X-ray diffraction (XRD) and scanning electron microscopy (SEM) were used to analyze the structural and morphological properties of the samples. XRD characterization was carried out on a Rigaku Ultima IV diffractometer with Cu Kα radiation (λ = 1.54 Å, 40 kV, 40 mA). Rigaku PDXL software was used to analyze the XRD data. The following data cards were used: JCPDS 01-089-0821 for Sb₂Se₃, JCPDS 00-021-1272 for TiO₂ and JCPDS 01-077-0452 for FTO (SnO₂). A Zeiss HR-SEM MERLIN SEM with the GEMINI II column was used for the top and cross-sectional views of the structures. The XPS spectra were measured with a standard XPS laboratory system based on a nonmonochromatic X-ray source from SPECS with a Mg anode, providing an excitation energy of 1253.6 eV.²⁷ All XPS spectra were measured at room temperature at a pressure of 5 × 10⁻⁶ Pa. The energy analyzer was calibrated by fixing the C 1s core level binding energy at 285.0 eV. AUTOLAB PGSTAT 30 and an Oriel class A solar simulator 91159A (100 mW cm⁻², AM1.5) were used for J–V characteristic measurements.
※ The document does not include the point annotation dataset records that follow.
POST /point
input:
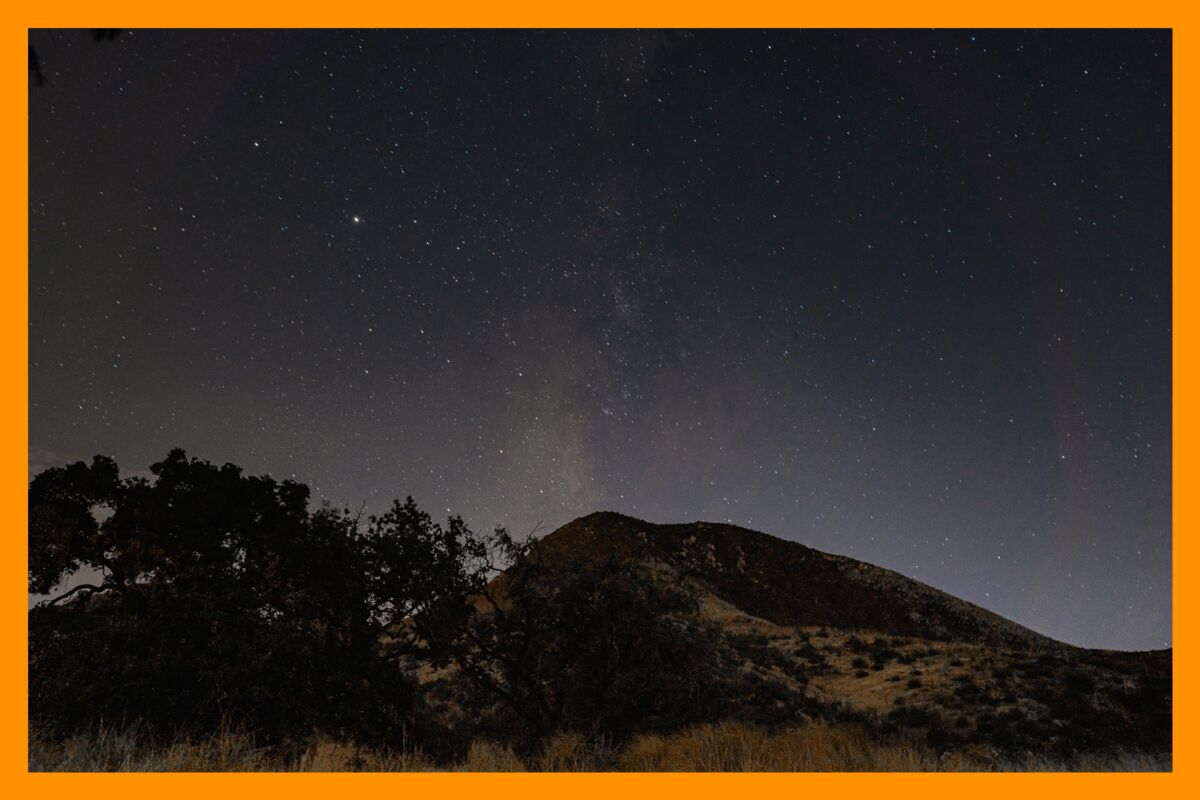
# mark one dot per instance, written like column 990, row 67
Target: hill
column 799, row 635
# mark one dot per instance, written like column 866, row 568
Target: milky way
column 898, row 295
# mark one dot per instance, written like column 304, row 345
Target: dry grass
column 721, row 747
column 736, row 747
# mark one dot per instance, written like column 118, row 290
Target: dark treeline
column 225, row 597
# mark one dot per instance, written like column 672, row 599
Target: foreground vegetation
column 726, row 746
column 609, row 645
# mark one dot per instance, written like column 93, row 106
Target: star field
column 900, row 295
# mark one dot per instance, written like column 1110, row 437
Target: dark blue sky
column 898, row 295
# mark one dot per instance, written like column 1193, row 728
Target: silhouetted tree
column 586, row 641
column 222, row 597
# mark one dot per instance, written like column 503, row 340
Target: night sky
column 900, row 295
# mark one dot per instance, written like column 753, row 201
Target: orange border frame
column 18, row 17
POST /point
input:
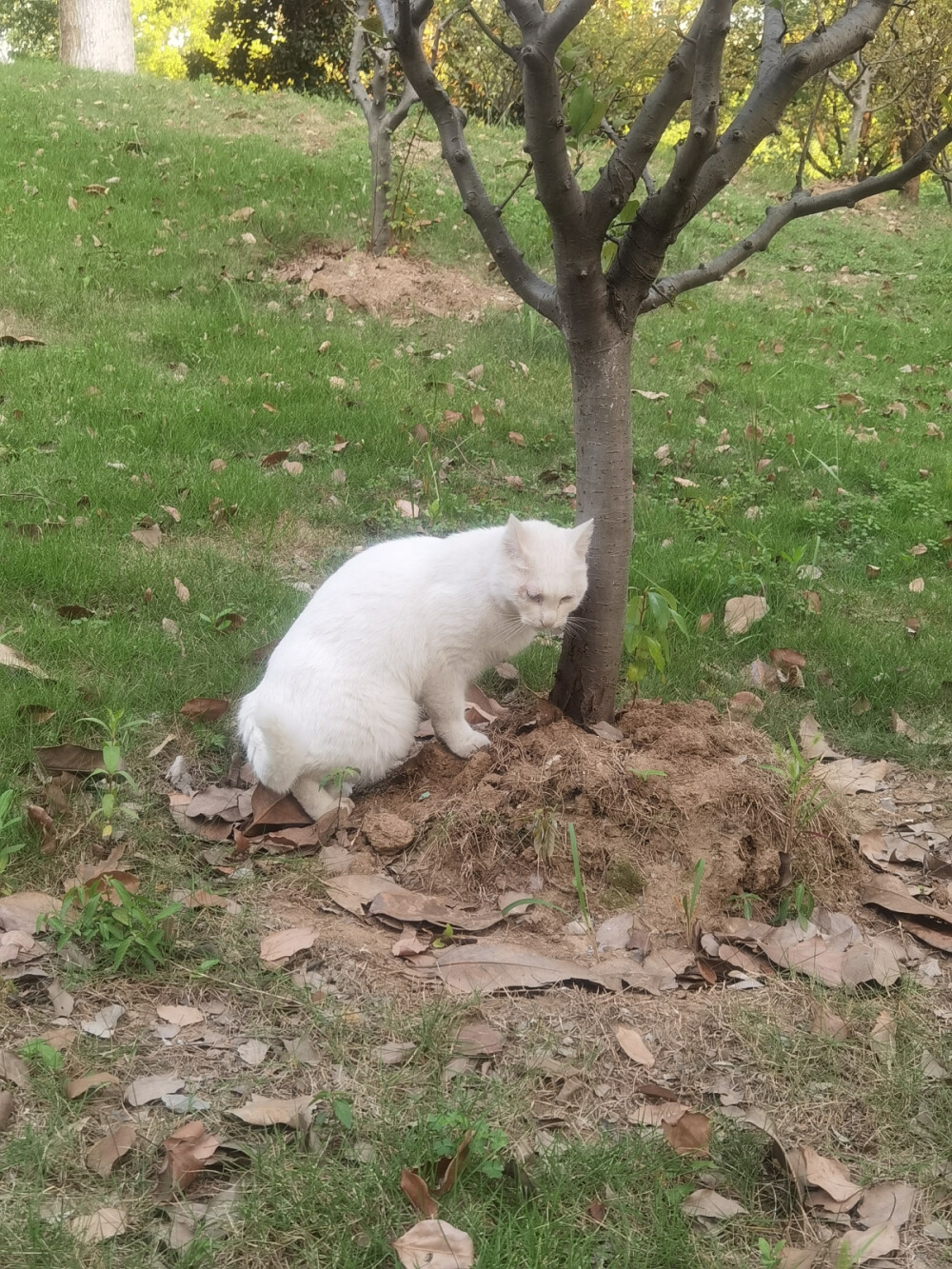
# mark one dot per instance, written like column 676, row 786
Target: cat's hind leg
column 445, row 701
column 318, row 799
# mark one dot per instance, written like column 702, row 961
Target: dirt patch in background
column 399, row 287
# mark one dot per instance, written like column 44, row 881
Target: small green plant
column 799, row 903
column 114, row 731
column 131, row 929
column 744, row 903
column 688, row 903
column 769, row 1256
column 544, row 830
column 10, row 823
column 647, row 620
column 579, row 881
column 486, row 1146
column 803, row 792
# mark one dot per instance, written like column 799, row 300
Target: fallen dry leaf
column 11, row 659
column 265, row 1112
column 478, row 1040
column 76, row 1088
column 150, row 1088
column 109, row 1149
column 501, row 966
column 281, row 945
column 179, row 1016
column 205, row 708
column 434, row 1245
column 711, row 1206
column 634, row 1046
column 742, row 612
column 418, row 1192
column 107, row 1222
column 859, row 1246
column 150, row 537
column 187, row 1151
column 815, row 1172
column 689, row 1134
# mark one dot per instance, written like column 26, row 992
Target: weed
column 131, row 929
column 647, row 618
column 800, row 903
column 112, row 770
column 10, row 825
column 803, row 793
column 688, row 903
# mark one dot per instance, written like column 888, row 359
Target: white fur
column 402, row 627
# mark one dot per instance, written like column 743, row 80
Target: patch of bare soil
column 684, row 784
column 399, row 287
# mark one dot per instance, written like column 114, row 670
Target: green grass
column 101, row 427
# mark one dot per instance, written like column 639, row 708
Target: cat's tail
column 276, row 759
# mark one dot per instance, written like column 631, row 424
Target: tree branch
column 353, row 75
column 628, row 160
column 399, row 22
column 800, row 205
column 779, row 79
column 493, row 37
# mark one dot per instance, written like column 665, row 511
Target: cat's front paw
column 466, row 744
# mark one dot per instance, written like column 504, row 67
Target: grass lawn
column 807, row 400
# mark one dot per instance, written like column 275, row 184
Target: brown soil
column 640, row 835
column 399, row 287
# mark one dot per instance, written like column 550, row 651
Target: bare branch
column 779, row 79
column 357, row 45
column 400, row 26
column 407, row 100
column 624, row 170
column 798, row 206
column 491, row 35
column 563, row 20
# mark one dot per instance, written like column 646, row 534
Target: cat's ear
column 583, row 537
column 513, row 540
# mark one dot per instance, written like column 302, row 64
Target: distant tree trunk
column 592, row 648
column 97, row 35
column 381, row 170
column 910, row 144
column 860, row 102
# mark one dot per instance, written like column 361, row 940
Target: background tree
column 97, row 35
column 597, row 294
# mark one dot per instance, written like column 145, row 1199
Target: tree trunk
column 97, row 35
column 588, row 669
column 860, row 102
column 381, row 169
column 910, row 144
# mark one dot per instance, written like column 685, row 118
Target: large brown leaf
column 434, row 1245
column 109, row 1149
column 501, row 966
column 187, row 1151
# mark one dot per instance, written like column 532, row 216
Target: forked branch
column 798, row 206
column 403, row 22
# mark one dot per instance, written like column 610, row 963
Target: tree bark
column 913, row 141
column 97, row 35
column 588, row 669
column 381, row 171
column 860, row 102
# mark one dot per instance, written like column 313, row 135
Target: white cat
column 402, row 627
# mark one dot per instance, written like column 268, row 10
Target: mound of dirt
column 684, row 784
column 395, row 287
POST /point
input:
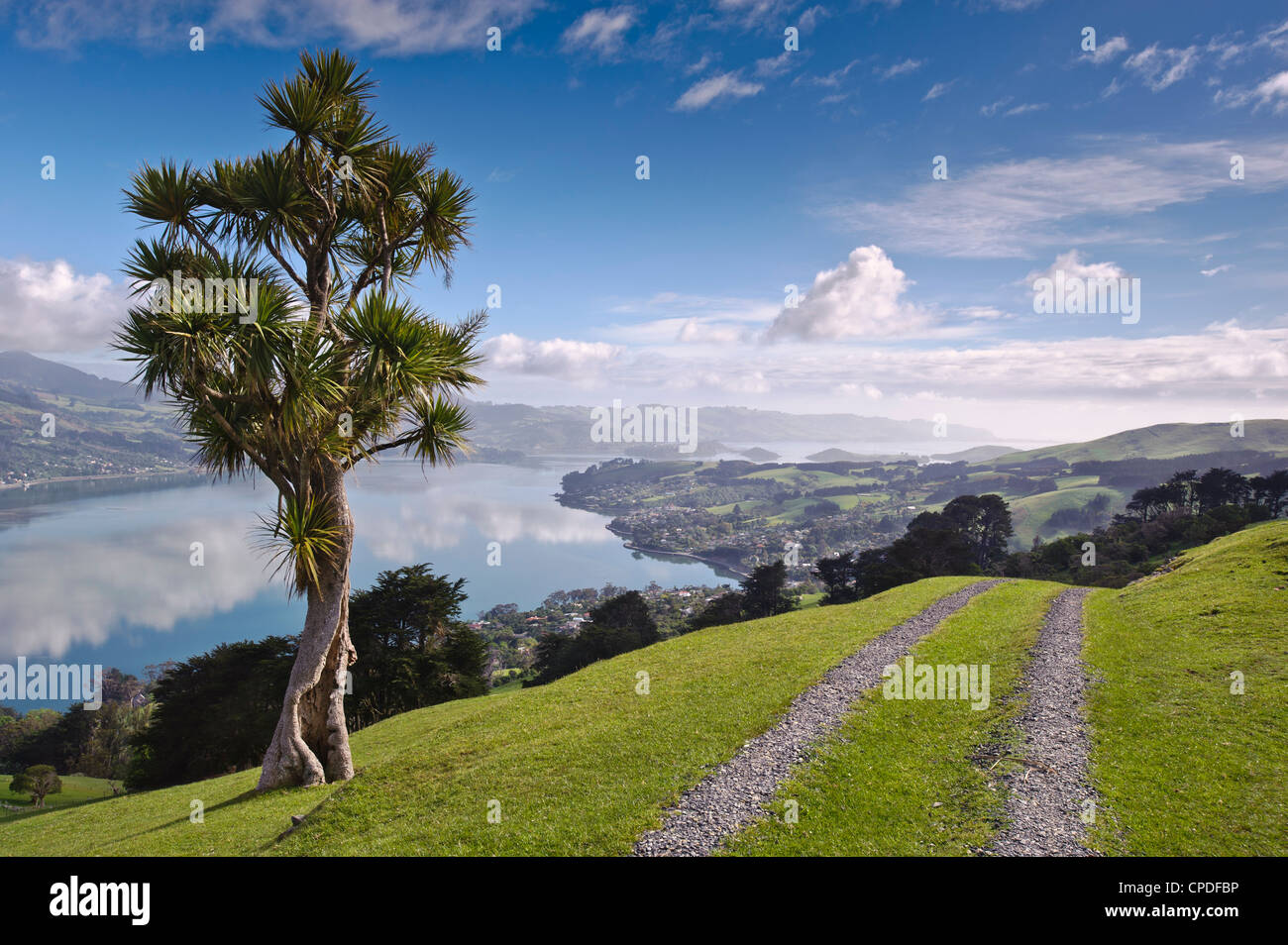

In the EQE measurements, a 300 W xenon lamp and an SPM-2 Carl Zeiss-Jena monochromator were used at 30 Hz.

Results and discussion

XRD and SEM techniques were used to analyze the structural properties of the as-deposited and annealed TiO₂ films. Fig. 1a and b show the XRD patterns of the TiO₂ films which underwent different annealing steps. It is observed that for the as-deposited TiO₂ film, the diffractogram does not show clearly distinguishable peaks related to the TiO₂ crystal structure, indicating that the layers contain a large amount of the amorphous phase. The amorphous phase is kept present in both the Vac+Air and Vac 160–250 °C annealing steps. For Vac+Air and Vac annealing in the range of 300–450 °C, all the TiO₂ films showed an anatase crystal structure (PDF: JCPDS 00-021-1272), with characteristic (101) and (200) peaks at 25.28° and 48.05°, respectively . These peaks are characteristic of anatase TiO₂ and have been previously reported for USP-deposited TiO₂ films.²⁸ To understand the effect of annealing conditions on the structural properties of TiO₂ layers, we further analyzed the changes in the crystallite sizes (Fig. 2d, e). As an overall trend, the crystallite size increases with the increase of the Vac+Air and Vac annealing temperatures. For the Vac+Air treatment (Fig. 2d), crystallites were ≈30 nm at low-T (160–250 °C) annealing and ≈50 nm at high-T (300–450 °C) annealing. In the case of the Vac annealing, the trend in crystallite size was slightly sharper, with ≈20 nm size at low-T (160–250 °C) and ≈60 nm large crystallites after annealing at 450 °C (Fig. 2e).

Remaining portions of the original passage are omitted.